US president Donald Trump’s administration placed Huawei on a list that prevents American companies from trading with them , unless they have a specific licence to do so.
Google said it was "complying with the order and reviewing the implications.” While Huawei has not put out a formal statement in response to Google’s move, Huawei chief executive Ren Zhengfei told Japanese media on Saturday: "We have already been preparing for this."
Why Huawei is seen as a threat
Huawei has come under fire from many governments around the world.
The US have continually pointed out Huawei’s ties to the Chinese government as well as emphasising China’s National Intelligence Law that says organisations must “support, co-operate with and collaborate in national intelligence work.”
The US, as well as Australia and New Zealand, has since barred local firms from using Huawei to provide the technology for their 5G networks.
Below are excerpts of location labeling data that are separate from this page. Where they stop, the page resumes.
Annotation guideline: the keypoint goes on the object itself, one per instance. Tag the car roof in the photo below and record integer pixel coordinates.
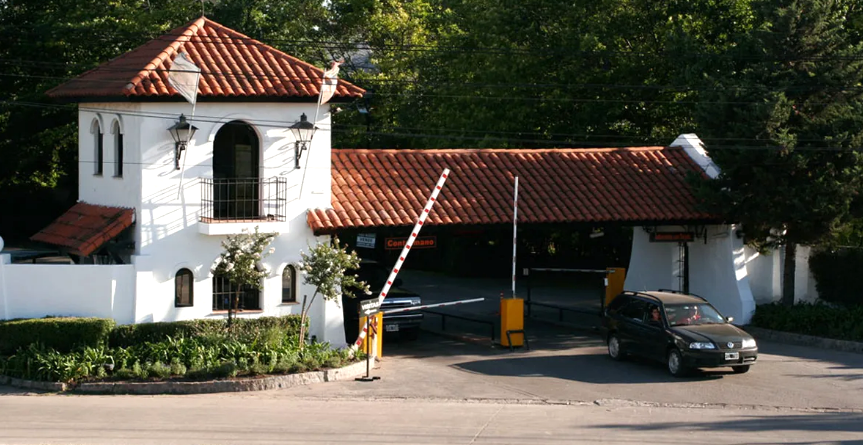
(666, 297)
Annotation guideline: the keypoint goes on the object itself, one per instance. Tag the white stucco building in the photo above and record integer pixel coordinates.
(151, 218)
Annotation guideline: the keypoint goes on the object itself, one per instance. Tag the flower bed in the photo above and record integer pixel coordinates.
(819, 320)
(185, 351)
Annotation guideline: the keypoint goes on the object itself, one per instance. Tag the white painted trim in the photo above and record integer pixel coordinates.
(229, 228)
(118, 120)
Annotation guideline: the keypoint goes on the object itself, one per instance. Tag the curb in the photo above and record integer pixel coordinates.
(209, 386)
(804, 340)
(33, 384)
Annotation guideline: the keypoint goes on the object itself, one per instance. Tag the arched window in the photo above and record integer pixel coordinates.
(224, 292)
(99, 153)
(118, 150)
(184, 293)
(289, 284)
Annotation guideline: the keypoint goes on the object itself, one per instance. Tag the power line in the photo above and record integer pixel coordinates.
(487, 135)
(565, 50)
(636, 101)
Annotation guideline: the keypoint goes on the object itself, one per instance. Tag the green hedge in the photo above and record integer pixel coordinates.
(835, 272)
(62, 334)
(130, 335)
(820, 320)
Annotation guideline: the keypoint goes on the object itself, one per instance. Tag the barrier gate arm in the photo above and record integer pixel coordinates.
(423, 215)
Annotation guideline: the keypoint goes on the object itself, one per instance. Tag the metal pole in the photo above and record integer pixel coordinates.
(368, 347)
(514, 232)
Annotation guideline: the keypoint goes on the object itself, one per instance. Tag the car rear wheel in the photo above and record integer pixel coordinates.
(615, 350)
(675, 364)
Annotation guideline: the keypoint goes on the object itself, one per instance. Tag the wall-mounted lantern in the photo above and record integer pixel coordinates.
(303, 132)
(182, 132)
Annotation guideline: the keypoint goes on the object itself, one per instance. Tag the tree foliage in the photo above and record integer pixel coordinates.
(240, 262)
(788, 97)
(325, 267)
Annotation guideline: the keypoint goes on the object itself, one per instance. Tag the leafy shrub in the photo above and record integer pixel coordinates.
(199, 350)
(177, 368)
(820, 320)
(125, 374)
(246, 329)
(225, 370)
(63, 334)
(833, 271)
(159, 370)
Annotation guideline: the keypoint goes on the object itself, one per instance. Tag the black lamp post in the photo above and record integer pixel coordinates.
(303, 132)
(182, 132)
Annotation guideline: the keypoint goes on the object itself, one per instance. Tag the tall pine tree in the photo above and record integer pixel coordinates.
(783, 114)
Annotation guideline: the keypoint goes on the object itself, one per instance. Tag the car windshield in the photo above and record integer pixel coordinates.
(692, 314)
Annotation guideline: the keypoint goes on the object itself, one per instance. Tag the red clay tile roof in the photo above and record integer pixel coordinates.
(232, 65)
(373, 188)
(86, 227)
The UK is yet to place a formal ban on Huawei.
In March this year, the UK’s National Cyber Security Centre, which is part of the UK government’s intelligence and security organisation GCHQ, released a report that severely criticised the Chinese company, by saying there are “significant technical issues in Huawei’s engineering processes” and its approach to software development brings “significantly increased risk to UK operators.”
The Centre also said it can provide “only limited assurance that the long-term security risks can be managed in the Huawei equipment currently deployed in the UK” and that it “can only provide limited assurance that all risks to UK national security from Huawei’s involvement in the UK’s critical networks can be sufficiently mitigated long-term.”
At the time of the report, Huawei said it took the concerns “very seriously” and that it would continue to work with UK operators and the National Cyber Security Centre to meet their requirements.
In February, the head of Britain’s foreign intelligence service MI6, Alex Younger warned at the Munich Security Conference against the UK using a single provider of equipment in new 5G mobile networks.
What this could mean for the smartphone market
Android makes up a huge amount of the smartphone market and if new Huawei handsets are prevented from app updates, downloads, and security features, this could pose a tricky decision for a consumer.
For example, as a smartphone shopper, you would not want an Android phone that risks a lack access to Google's Play Store.
Android made up a massive 74.45% of the sector, according to Statcounter for the period January 2018 to January 2019. This is in comparison to Apple’s iOS of 22.85%.
Furthermore, the political fallout and bans over Huawei could also start to reshape the smartphone market and slow down growth of Chinese upstarts.
“Globally, there were 3.6 billion active smartphones in use in June 2018,” said a report by Newzoo . “The world’s most popular smartphone brand was Samsung, boasting 893 million active devices and a market share of 27%. Apple was a close second, with a market share of 24%. Samsung’s lead is mostly due to the company’s selection of budget devices, which fare well in developing markets such as India.
“Globally, Chinese manufacturers Oppo, Xiaomi, Huawei, and Vivo came in at #3, #4, #5, and #6, respectively. Together, the four Chinese companies make up a third of the world’s active smartphones.”